AUGUSTA. Quasi tredicimila firme per salvare il Castello svevo. È questo l'esito dell'iniziativa "I luoghi del cuore", promosso dal "Fai", il Fondo ambiente italiano in collaborazione con una banca italiana, che invitava a segnalare i luoghi più cari ai cittadini che potranno così sperare di avere una ribalta nazionale, ma anche la sensibilizzazioni delle istituzioni per un eventuale restauro e tutela del bene, che versa in condizioni di estremo degrado.

In poche settimane sono state raccolte quasi tredicimila firme, di cui circa diecimila nei moduli cartacei che sono stati spedite venerdì, ultimo giorno utile per partecipare al sesto censimento nazionale, e le oltre 2500 arrivate online sul sito dell'iniziativa con "un'adesione senza precedenti mostrata dai cittadini augustani, ma anche da quelli provenienti da diverse parti della Sicilia e del mondo, per segnalare il castello svevo come luogo del cuore” dicono i componenti del comitato spontaneo che ha raggruppato singoli cittadini, ma anche associazioni e movimenti.

"Specie nelle ultime settimane, Augusta ha visto gran parte dei suoi cittadini impegnati nella diffusione e nella raccolta di voti per il castello, attraverso continui appelli e condivisioni on line, attraverso stand per le votazioni, coinvolgendo numerose attività commerciali e anche le scuole, più di un terzo di tutta la cittadinanza ha quindi espresso un contributo affinchè possano finalmente accendersi i riflettori sulla problematica situazione del castello".

E per un bene che ha "resuscitato" le coscienze degli augustani ce n'è un altro che, pur essendo unico in Europa, sembra rimanere al momento nell'oblio, ovvero l'ex hangar per dirigibili, come spiega Ilario Saccomanno, presidente dell'"Hangar team", l'associazione di volontariato a tutela del bene che punta il dito contro la passata amministrazione che non ha rinnovato la convenzione con l'associazione, oltre che la concessione con il demanio.

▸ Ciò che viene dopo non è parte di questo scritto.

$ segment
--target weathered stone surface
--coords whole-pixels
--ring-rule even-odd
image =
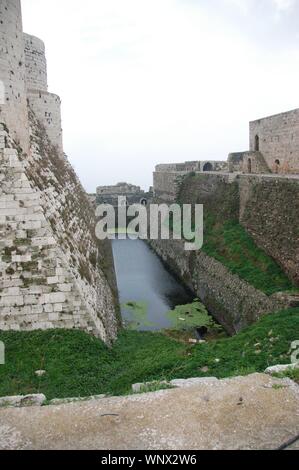
[[[202,251],[185,251],[181,240],[149,243],[230,334],[251,325],[261,315],[288,307],[280,299],[258,291]]]
[[[239,220],[256,244],[273,257],[299,285],[298,175],[239,175],[224,173],[154,173],[154,192],[161,202],[203,204],[224,220]],[[182,185],[182,181],[185,181]],[[296,299],[289,297],[293,306]]]
[[[282,364],[282,365],[267,367],[267,369],[265,370],[265,373],[273,375],[273,374],[280,374],[282,372],[291,371],[294,369],[299,369],[299,363],[298,364]]]
[[[299,173],[299,109],[250,122],[250,149],[258,147],[273,172]]]
[[[93,395],[91,397],[54,398],[49,405],[65,405],[66,403],[76,403],[88,400],[102,400],[106,395]]]
[[[0,202],[4,205],[10,198],[18,207],[2,209],[0,329],[80,328],[110,343],[117,333],[111,254],[110,273],[104,273],[100,263],[109,263],[111,247],[97,243],[93,211],[79,180],[66,160],[60,162],[45,135],[37,139],[39,124],[30,116],[35,136],[31,156],[22,160],[11,148],[12,163],[0,150],[5,181]],[[13,145],[7,133],[6,141]],[[19,162],[24,167],[15,173]],[[14,192],[19,181],[29,184],[26,193]],[[28,200],[32,205],[24,209]],[[27,228],[37,218],[39,227]],[[26,237],[17,237],[20,230]]]
[[[276,449],[298,434],[298,413],[296,384],[254,374],[128,397],[0,409],[0,449]]]
[[[299,286],[299,178],[252,175],[237,181],[240,223]]]
[[[111,246],[96,239],[94,210],[63,154],[44,44],[23,35],[20,0],[1,1],[0,20],[0,330],[80,328],[110,344]]]
[[[218,382],[216,377],[195,377],[191,379],[175,379],[171,380],[171,385],[174,387],[185,388],[193,387],[194,385],[207,385]]]
[[[140,392],[145,392],[147,389],[150,389],[151,387],[159,388],[163,386],[170,387],[171,384],[170,382],[167,382],[167,380],[137,383],[137,384],[132,385],[132,392],[140,393]]]
[[[5,104],[0,104],[0,123],[5,122],[12,137],[27,152],[29,125],[20,0],[1,0],[0,24],[0,76],[5,86]]]
[[[42,393],[36,395],[18,395],[0,398],[0,407],[42,406],[46,401]]]

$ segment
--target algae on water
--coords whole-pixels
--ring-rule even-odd
[[[178,305],[166,315],[172,323],[172,328],[175,330],[201,328],[204,326],[212,329],[218,326],[198,299],[195,299],[191,304]]]
[[[148,319],[148,305],[146,302],[127,302],[122,305],[126,310],[128,330],[142,330],[143,328],[157,326]],[[178,305],[175,309],[163,314],[170,322],[169,329],[189,330],[192,328],[206,327],[208,329],[218,328],[213,318],[209,315],[205,306],[198,300],[187,305]]]
[[[127,302],[122,304],[122,308],[126,310],[129,320],[126,321],[128,330],[138,330],[144,327],[155,326],[155,323],[148,320],[148,307],[146,302]]]

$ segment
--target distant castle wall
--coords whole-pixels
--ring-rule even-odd
[[[220,160],[202,160],[184,163],[162,163],[156,166],[156,172],[192,172],[192,171],[226,171],[227,162]]]
[[[250,150],[274,173],[299,173],[299,109],[250,122]]]
[[[111,204],[117,206],[119,197],[125,197],[127,204],[147,203],[152,198],[152,192],[143,191],[140,186],[129,183],[117,183],[113,186],[98,186],[96,204]]]
[[[0,25],[0,80],[5,87],[5,101],[0,103],[0,122],[5,123],[14,140],[24,152],[28,152],[29,124],[20,0],[0,1]]]

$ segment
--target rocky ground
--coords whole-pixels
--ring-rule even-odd
[[[299,386],[289,379],[253,374],[178,385],[2,408],[0,449],[276,449],[299,433]]]

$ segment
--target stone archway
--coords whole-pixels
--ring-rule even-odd
[[[213,171],[213,165],[210,162],[204,164],[202,171]]]

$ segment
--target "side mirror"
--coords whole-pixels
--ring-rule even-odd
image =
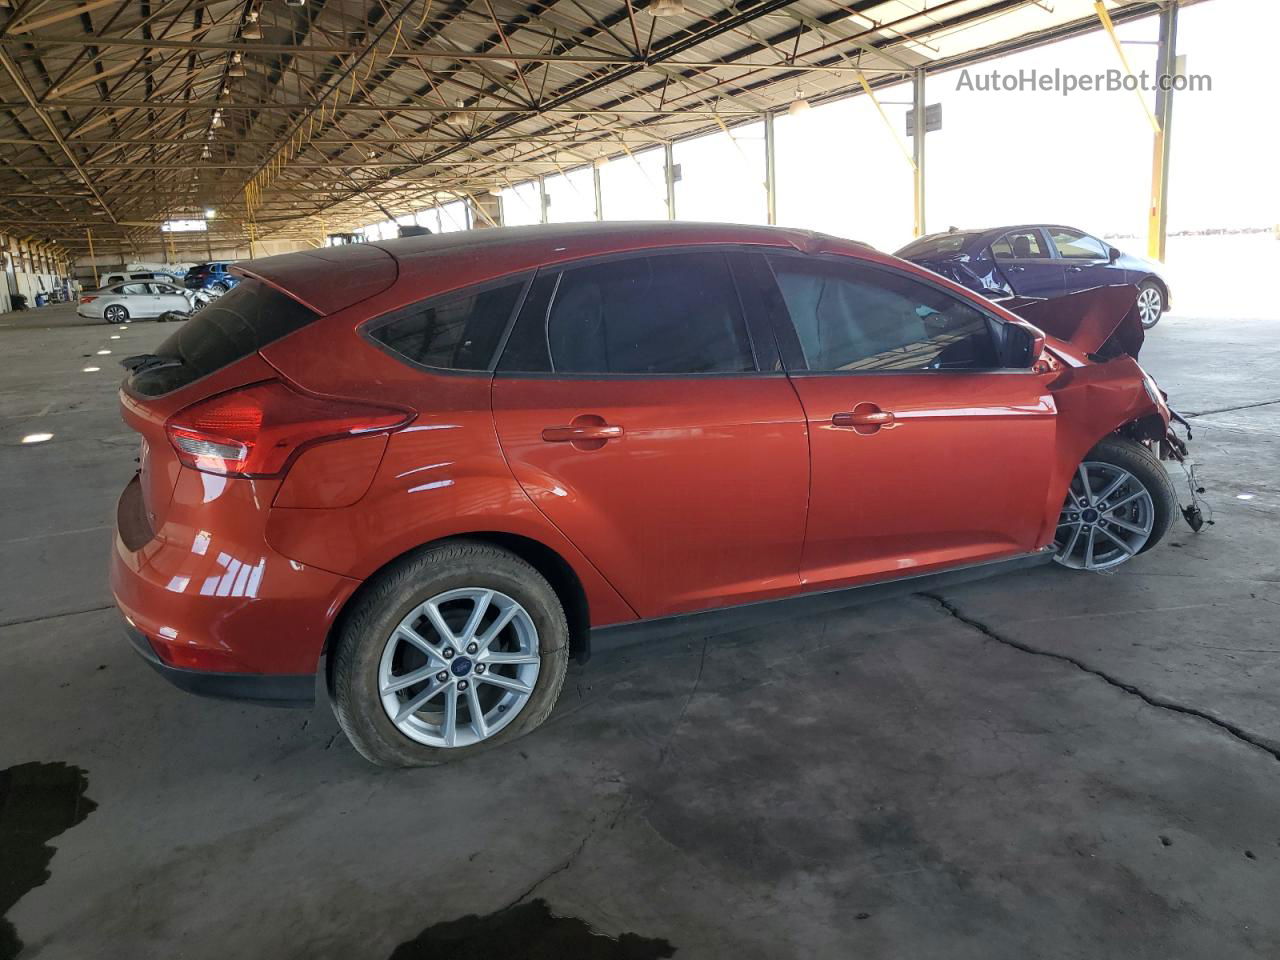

"Nell'ultimo periodo - dice- abbiamo svolto il nostro lavoro di volontariato come se si fosse in regime di tacita proroga, in attesa che il sindaco rinnovasse la convenzione, a titolo gratuito. E che fino ad ora permesso all'"Hangar team" di utilizzare i propri fondi provenienti da quote sociali, donazioni e soprattutto dalla destinazione del 5 per mille dell'Irpef da parte di cittadini e sostenitori per il diserbo e la cura del parco, per la messa in sicurezza di una parte dell'area, per la realizzazione di un'area attrezzata, un parco giochi per bambini. E tutto questo senza che il Comune abbia mai versato un euro nelle casse dell'associazione. Ma non è certamente di questo che ci lamentiamo".

Da giugno scorso il parco è chiuso e in attesa di regolarizzare il rapporto con il Comune, i volontari dell'associazione sono disponibili ad accompagnare gruppi di visitatori organizzati che, dietro apposita richiesta, vengono autorizzati dal Comune. "Adesso confidiamo nella disponibilità del commissario, già dimostrata in un recente incontro, a creare le condizioni affinchè il rapporto di collaborazione possa ripristinarsi in maniera definitiva" ha concluso.